だが特殊な環境と、彼自身の才能が合わさりその垣根を難なく超えてしまっていたのだ。


「さっきは避けられたが次はそうはいかねぇよ。お前さん等を魔王側の土地に帰してやる。『何処か』は解らんけどな」


瞬間、敵が声を出す間もなく五人同時に何処かへと消え去る。ロキの移動魔術は人すら遠くにとばしてしまう程だった。



「移動魔術って、どうも派手さ欠けるんだよなぁ。

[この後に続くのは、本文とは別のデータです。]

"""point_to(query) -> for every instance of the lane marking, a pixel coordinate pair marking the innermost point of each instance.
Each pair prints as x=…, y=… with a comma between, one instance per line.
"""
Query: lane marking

見えないから敵にとっちゃ解りにくいけど。炎熱魔法は加減がもっとムズイし…」


ぶつぶつ独り言を呟きながら踵を返し、ロキは村へと戻る。入り口で心配していた村の住民らが迎えに来ていた。
馴染み深い顔ぶれに、ロキはようやく顔を隠していたベールを取り小さく笑う。




・・・・・・・・・・・


「お、おかえりなさいロキさん!お怪我は…?」

「一つもねぇさ。ヴィノはどうした?」

「村長さんからの依頼を受けて説明を聴きに…」

「んじゃあすぐ帰ってくるな。あー、めんどくさかった」


自分とアンナ以外いない教会の長椅子に勢い良く座り背中を預ける。他の祭司がいたら怒られる様な声と態度だ。それをアンナが覗き込む。


「また、魔術でとばしたのですか?」

「おう。殺す必要ないしな。祭司はあんまり殺生しないもんだべ?」

「神様が聞いてたら呆れてますね」

「かーもなぁー」


口に手を当てながら笑うアンナに続き、ロキも笑う。小さな笑い声でも、静かな教会内では充分に響いた。



「『魔術士は孤独』ってどっかの本に書いてあったな」

「どうしたのです?突然」

「魔術って全く同じもんがねぇんだろ?だからかなーって。ましてや俺なんか独学で我流だし、周りに魔術使う奴なんていないからなんとなくその一文の気持ちが解るんよ。でも、だからこそなんだな」

「え?」

「自分にしか出来ない事で村の皆守れるならその孤独も悪くない。…かもしれん。だからこそ皆がいるってことのありがたみも増すもんさ」

「わ、私だっていますよ!!そりゃあ、戦うの苦手ですけど召喚士だって特殊ですし…」


大声を出した途端、小声になり口篭るアンナを驚いた目で見るロキ。そして、「その時は頼りにしてる」と言っている様に頭彼女のを雑に撫でた。